Concrètement, la suspension gèle jusqu’au 1er janvier 2028 l’âge légal de départ à la retraite à 62 ans et 9 mois, ainsi que le nombre de trimestres requis pour bénéficier d’une pension à taux plein, fixé à 170 trimestres. Ce gel maintient donc les règles actuelles pour plusieurs générations, retardant l’application progressive du relèvement de l’âge légal à 64 ans et de la durée de cotisation à 172 trimestres.
Un coût identifié… mais une équation budgétaire instable
En introduisant cette suspension par lettre rectificative au PLFSS, le gouvernement avait évalué son coût à 100 millions d’euros en 2026, puis à 1,4 milliard d’euros en 2027. Pour compenser cette dépense, l’exécutif envisageait initialement deux leviers : une rallonge de 100 millions d’euros sur la surtaxe exceptionnelle visant les complémentaires santé, et le gel des pensions de retraite.
Mais dès la première lecture à l’Assemblée, ce schéma a été profondément modifié. Les députés ont supprimé la rallonge de 100 millions d’euros sur les mutuelles et assurances santé, estimant qu’elles n’avaient pas à financer la suspension de la réforme au détriment des cotisations des assurés. Ils ont également rejeté le gel des pensions de retraite.
Pour équilibrer la mesure, les parlementaires avaient alors introduit une hausse du taux de CSG sur les revenus du capital, avec un rendement estimé à 2,8 milliards d’euros, jugé suffisant pour couvrir le coût de la mise en pause.
Le Sénat défait, l’Assemblée ajuste
Au Sénat, le dispositif a été largement remanié. Les sénateurs ont rétabli la surtaxe exceptionnelle d’un milliard d’euros sur les complémentaires santé, mais sans y adosser les 100 millions d’euros destinés à financer la suspension. Surtout, ils ont supprimé l’article 45 bis, refusant tout hiatus de la réforme des retraites.
De retour à l’Assemblée pour la seconde lecture, l’équation budgétaire a de nouveau évolué. Les députés ont validé la surtaxe exceptionnelle d’un milliard d’euros sur les complémentaires santé, telle que réintroduite par le Sénat, mais ont définitivement écarté les 100 millions d’euros initialement prévus pour financer la suspension en 2026.

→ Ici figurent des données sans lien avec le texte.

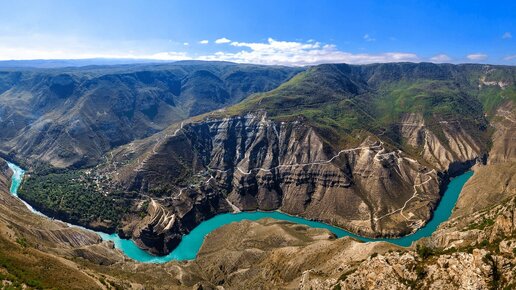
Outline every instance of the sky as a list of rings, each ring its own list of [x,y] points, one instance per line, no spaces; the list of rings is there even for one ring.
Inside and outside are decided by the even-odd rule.
[[[516,65],[516,1],[0,0],[0,60]]]

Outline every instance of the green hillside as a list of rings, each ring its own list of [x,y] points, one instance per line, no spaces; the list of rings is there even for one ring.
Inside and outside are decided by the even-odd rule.
[[[279,121],[304,118],[330,143],[349,142],[353,132],[387,134],[396,142],[403,114],[422,113],[428,126],[460,118],[485,127],[506,100],[516,100],[514,67],[393,63],[353,66],[328,64],[301,72],[270,92],[230,107],[230,115],[265,110]],[[502,81],[497,85],[485,82]]]

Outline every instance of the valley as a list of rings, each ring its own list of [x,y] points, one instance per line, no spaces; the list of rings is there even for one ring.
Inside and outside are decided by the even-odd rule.
[[[8,163],[9,168],[13,170],[13,176],[11,181],[10,192],[13,196],[17,196],[17,190],[19,185],[22,182],[23,178],[23,170],[12,163]],[[219,227],[224,225],[240,222],[243,220],[256,221],[264,218],[272,218],[279,221],[288,221],[296,224],[306,225],[312,228],[323,228],[329,230],[332,234],[334,234],[337,238],[342,238],[345,236],[353,237],[354,239],[363,241],[363,242],[375,242],[375,241],[386,241],[396,245],[408,247],[413,242],[423,238],[430,236],[433,231],[437,229],[440,223],[446,221],[450,215],[451,211],[457,201],[457,198],[460,194],[462,186],[466,183],[466,181],[471,177],[472,173],[467,172],[456,179],[450,182],[447,190],[443,194],[443,198],[439,203],[439,206],[436,208],[433,218],[430,222],[425,225],[423,228],[417,230],[415,233],[410,234],[408,236],[404,236],[401,238],[391,238],[391,239],[368,239],[361,236],[354,235],[350,232],[342,230],[337,227],[330,226],[328,224],[314,222],[310,220],[306,220],[303,218],[298,218],[295,216],[290,216],[283,214],[278,211],[272,212],[233,212],[217,215],[205,222],[200,223],[196,226],[189,234],[183,236],[181,242],[171,253],[163,257],[156,257],[146,253],[145,251],[138,248],[136,244],[134,244],[131,240],[121,239],[117,234],[106,234],[103,232],[95,232],[98,234],[102,240],[104,241],[112,241],[115,244],[115,247],[122,251],[124,255],[129,258],[143,263],[166,263],[169,261],[181,261],[181,260],[194,260],[197,256],[199,249],[201,248],[202,243],[204,242],[205,237],[210,234],[212,231],[216,230]],[[35,213],[41,215],[40,212],[34,210],[32,206],[27,204],[25,201],[20,199],[27,208]],[[403,211],[403,208],[400,209]]]
[[[57,135],[56,129],[41,133],[32,143],[24,138],[33,138],[31,130],[65,104],[74,109],[61,112],[79,119],[116,106],[93,102],[79,112],[77,104],[89,94],[81,91],[79,98],[72,94],[53,103],[43,119],[2,115],[12,130],[3,137],[2,154],[26,169],[19,196],[50,217],[23,209],[24,219],[17,221],[12,209],[3,208],[0,222],[11,229],[11,242],[23,237],[30,251],[65,261],[78,269],[77,279],[88,277],[99,288],[237,289],[270,283],[271,288],[360,289],[378,283],[367,276],[371,272],[386,277],[378,289],[466,283],[453,272],[444,275],[446,263],[482,269],[463,271],[477,286],[495,278],[504,285],[512,281],[514,67],[391,63],[301,70],[194,62],[146,64],[151,73],[141,75],[140,66],[74,74],[91,78],[104,70],[126,81],[122,71],[135,70],[136,79],[153,88],[175,78],[176,69],[185,79],[202,77],[203,85],[212,78],[204,70],[224,76],[227,70],[239,76],[258,70],[265,76],[245,76],[254,89],[235,88],[238,93],[227,101],[206,106],[191,100],[222,94],[220,87],[206,86],[203,93],[192,85],[190,99],[182,99],[189,87],[181,81],[181,93],[170,95],[181,114],[172,118],[172,111],[163,112],[172,119],[153,129],[139,127],[138,122],[151,124],[148,116],[124,115],[120,120],[128,123],[105,131],[109,140],[119,141],[82,161],[77,158],[85,151],[77,148],[105,142],[104,135],[84,143],[84,131],[69,134],[67,127]],[[18,82],[12,74],[7,79]],[[22,95],[35,95],[24,82],[11,86],[0,95],[4,111]],[[147,104],[142,100],[141,108]],[[11,121],[25,127],[15,133],[7,125]],[[99,122],[89,124],[97,128]],[[125,132],[133,135],[119,136]],[[52,153],[62,152],[58,144],[80,146],[65,156]],[[5,172],[7,186],[13,173]],[[2,199],[22,208],[6,188]],[[493,278],[493,269],[499,276]],[[28,285],[13,273],[9,277]],[[165,276],[170,279],[163,284],[159,277]]]

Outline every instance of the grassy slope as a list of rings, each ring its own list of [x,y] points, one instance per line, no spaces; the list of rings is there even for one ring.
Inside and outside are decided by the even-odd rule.
[[[248,97],[227,113],[265,110],[281,121],[301,117],[330,144],[340,146],[364,131],[403,146],[397,123],[413,112],[422,113],[437,136],[442,137],[439,120],[460,119],[472,135],[487,140],[484,112],[491,114],[504,101],[516,100],[515,72],[514,67],[426,63],[320,65],[275,90]],[[479,88],[480,77],[512,85]]]

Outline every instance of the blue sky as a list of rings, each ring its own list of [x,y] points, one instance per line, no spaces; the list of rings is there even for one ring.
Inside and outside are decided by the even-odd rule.
[[[516,1],[0,0],[0,59],[516,64],[515,22]]]

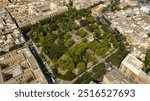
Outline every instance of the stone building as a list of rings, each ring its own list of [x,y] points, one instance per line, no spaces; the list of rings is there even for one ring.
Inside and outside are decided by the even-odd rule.
[[[150,77],[142,70],[143,68],[144,63],[132,54],[128,54],[120,65],[120,71],[132,81],[150,84]]]
[[[120,68],[115,68],[107,73],[103,82],[105,84],[150,84],[150,76],[142,70],[143,68],[143,62],[132,54],[128,54]]]
[[[0,84],[47,83],[28,47],[0,57]]]

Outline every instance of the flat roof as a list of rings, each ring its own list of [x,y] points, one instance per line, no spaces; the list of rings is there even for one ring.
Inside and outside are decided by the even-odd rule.
[[[113,84],[131,84],[131,82],[123,73],[115,68],[112,71],[110,71],[108,74],[105,75],[105,77],[111,81]]]
[[[136,75],[139,75],[139,73],[142,71],[142,68],[144,67],[143,62],[138,60],[135,56],[132,54],[128,54],[126,58],[122,61],[122,63],[126,68],[131,70]]]

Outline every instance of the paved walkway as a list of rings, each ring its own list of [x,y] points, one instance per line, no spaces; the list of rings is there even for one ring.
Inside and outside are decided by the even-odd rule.
[[[98,63],[96,63],[95,65],[93,65],[91,68],[87,69],[85,72],[83,72],[81,75],[77,76],[75,79],[73,79],[71,82],[69,82],[70,84],[73,84],[78,78],[82,77],[86,72],[92,72],[92,69],[100,64],[100,63],[103,63],[105,62],[106,58],[108,58],[110,55],[112,55],[113,53],[115,53],[118,49],[114,50],[111,54],[109,54],[108,56],[106,56],[105,58],[101,59],[99,58],[98,59]]]

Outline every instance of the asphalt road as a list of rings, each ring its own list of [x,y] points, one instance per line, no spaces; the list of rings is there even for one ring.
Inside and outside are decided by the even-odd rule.
[[[39,55],[37,54],[37,51],[35,50],[35,48],[33,47],[32,43],[28,43],[29,49],[31,50],[33,56],[35,57],[35,59],[37,60],[41,71],[43,72],[45,78],[47,79],[49,84],[53,84],[53,80],[52,80],[52,74],[48,71],[48,69],[46,68],[46,66],[44,65],[43,61],[41,60],[41,58],[39,57]]]

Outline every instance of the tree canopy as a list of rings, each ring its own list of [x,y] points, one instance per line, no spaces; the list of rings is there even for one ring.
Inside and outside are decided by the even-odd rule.
[[[83,38],[87,35],[87,32],[83,29],[80,29],[76,32],[76,34]]]

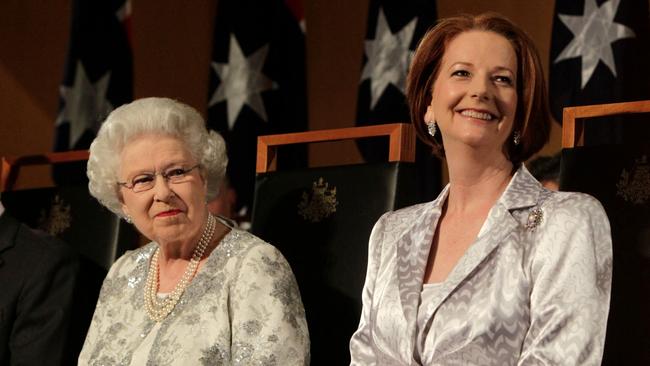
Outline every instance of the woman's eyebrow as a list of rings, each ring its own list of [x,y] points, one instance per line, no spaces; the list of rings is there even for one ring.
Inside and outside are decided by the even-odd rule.
[[[186,160],[174,160],[170,163],[163,165],[162,170],[165,171],[171,168],[178,168],[178,167],[185,167],[185,166],[190,166],[190,163],[188,163]]]
[[[452,63],[452,64],[449,66],[449,68],[452,68],[452,67],[455,67],[455,66],[471,67],[471,66],[474,66],[474,64],[471,63],[471,62],[456,61],[456,62]]]
[[[513,75],[515,74],[515,73],[514,73],[514,72],[513,72],[509,67],[507,67],[507,66],[497,66],[497,67],[495,67],[495,68],[493,69],[493,71],[507,71],[507,72],[509,72],[509,73],[511,73],[511,74],[513,74]]]

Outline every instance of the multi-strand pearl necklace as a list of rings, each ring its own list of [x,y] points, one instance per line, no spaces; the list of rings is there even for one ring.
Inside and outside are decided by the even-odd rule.
[[[162,300],[158,300],[158,257],[160,256],[160,246],[156,248],[156,251],[151,257],[147,282],[144,288],[144,308],[151,320],[156,322],[163,321],[174,310],[178,300],[180,300],[183,292],[185,292],[185,289],[196,274],[205,249],[212,241],[215,227],[217,226],[216,222],[217,220],[214,216],[208,213],[208,221],[203,229],[199,243],[194,248],[192,259],[188,263],[187,268],[185,268],[183,277],[178,281],[174,290]]]

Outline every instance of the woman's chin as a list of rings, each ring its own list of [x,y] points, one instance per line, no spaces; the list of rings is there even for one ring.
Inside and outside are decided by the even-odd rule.
[[[190,231],[187,225],[180,220],[162,219],[156,220],[152,228],[151,237],[157,242],[182,241],[182,238]]]

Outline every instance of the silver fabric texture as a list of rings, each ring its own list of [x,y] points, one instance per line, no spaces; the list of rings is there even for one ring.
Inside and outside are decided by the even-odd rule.
[[[437,296],[414,358],[422,279],[447,197],[384,214],[372,230],[352,365],[600,365],[612,276],[609,221],[581,193],[522,165]],[[531,213],[541,219],[529,224]],[[537,216],[536,216],[537,217]]]
[[[144,310],[143,287],[156,246],[127,252],[111,267],[80,365],[130,365],[136,359],[147,365],[309,364],[300,293],[277,249],[233,229],[172,313],[154,327]],[[153,345],[141,347],[150,332],[156,332]]]

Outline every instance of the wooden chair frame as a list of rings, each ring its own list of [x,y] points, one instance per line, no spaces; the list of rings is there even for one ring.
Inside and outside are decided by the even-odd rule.
[[[260,136],[257,138],[257,164],[255,171],[256,173],[266,173],[275,170],[271,166],[271,163],[276,157],[278,146],[378,136],[389,137],[389,161],[415,161],[415,130],[413,126],[405,123],[391,123],[376,126]]]
[[[2,157],[0,169],[0,192],[11,191],[18,179],[18,172],[23,166],[72,163],[88,160],[88,150],[73,150],[18,157]]]
[[[562,148],[584,145],[584,121],[587,118],[649,112],[650,100],[564,108],[562,111]]]

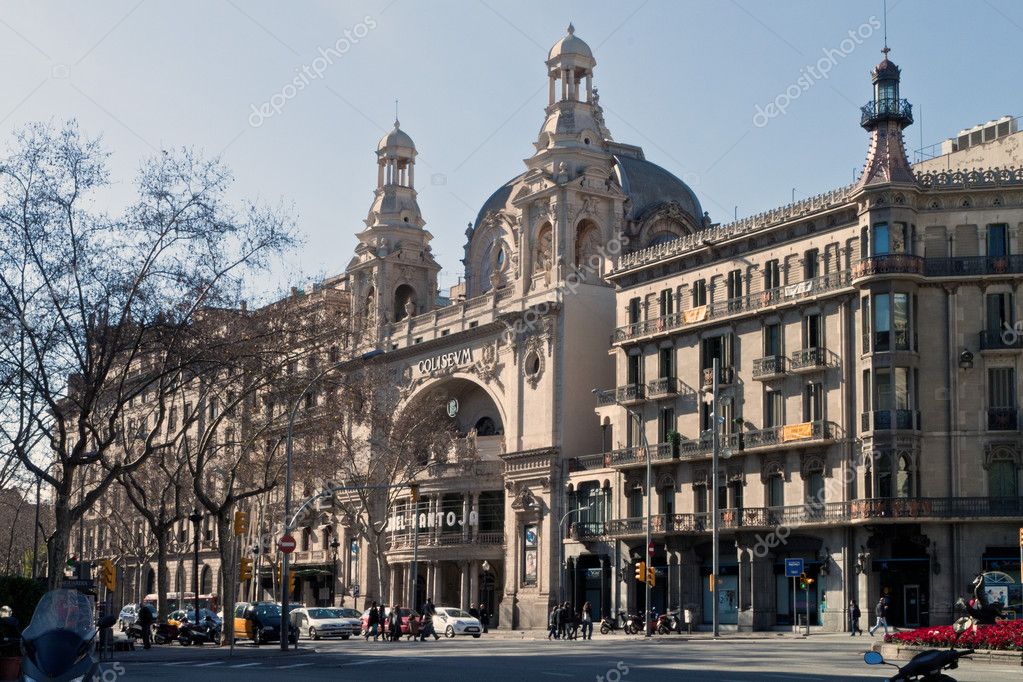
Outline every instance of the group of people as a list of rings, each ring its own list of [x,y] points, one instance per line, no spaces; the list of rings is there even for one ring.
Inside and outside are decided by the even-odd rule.
[[[414,618],[408,620],[408,634],[413,635],[417,628]],[[372,637],[373,641],[383,638],[385,642],[397,642],[401,639],[401,606],[395,604],[388,610],[384,604],[370,604],[369,613],[366,616],[366,632],[364,637],[367,641]]]
[[[855,599],[849,600],[849,636],[855,637],[856,635],[862,635],[863,630],[860,629],[860,616],[863,614],[860,612],[860,605]],[[877,604],[874,605],[874,616],[877,619],[867,632],[870,636],[874,636],[874,632],[880,628],[884,628],[884,634],[888,634],[888,598],[882,596],[877,600]]]
[[[567,601],[555,604],[547,616],[547,628],[547,639],[577,639],[580,629],[583,639],[593,639],[593,607],[586,602],[577,612]]]

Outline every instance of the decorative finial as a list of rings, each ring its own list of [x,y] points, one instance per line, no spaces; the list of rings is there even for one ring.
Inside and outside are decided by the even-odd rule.
[[[398,98],[394,98],[394,127],[398,128]]]
[[[572,22],[568,22],[568,35],[575,35],[575,26],[572,25]]]
[[[884,49],[881,52],[884,53],[884,58],[888,59],[888,53],[891,51],[888,49],[888,0],[882,0],[881,8],[884,15]]]
[[[881,48],[881,53],[884,54],[884,58],[885,59],[888,59],[888,53],[891,52],[891,51],[892,51],[892,48],[888,47],[887,45],[885,45],[884,47]]]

Une CSG revue à la baisse, des recettes affectées ailleurs
Concernant la CSG sur les revenus du capital, le gouvernement est parvenu à infléchir la position de la majorité parlementaire. Alors que les députés envisageaient de rétablir la hausse de 1,4 point votée en première lecture, un compromis a été trouvé autour d’un amendement gouvernemental.
Présenté comme visant à « sécuriser des recettes » tout en évitant un impact sur les classes moyennes, ce dispositif ne générerait plus que 1,5 milliard d’euros, contre 2,8 milliards initialement attendus. Problème : ces recettes supplémentaires sont affectées à la branche autonomie, et non à celle des retraites.
Le gel des pensions rejeté, le flou persiste
Dernier élément venu compliquer l’équation : juste avant d’adopter la suspension de la réforme des retraites, les députés ont rejeté, tous bancs confondus, les amendements prévoyant le gel des pensions de retraite et des prestations sociales, inscrits à l’article 44 du PLFSS.
Or ce gel constituait l’un des principaux leviers de financement envisagés dans la version initiale du texte gouvernemental. En l’absence de cette mesure et de recettes dédiées clairement identifiées, la suspension de la réforme devra donc être financée en piochant dans d’autres économies ou recettes du PLFSS.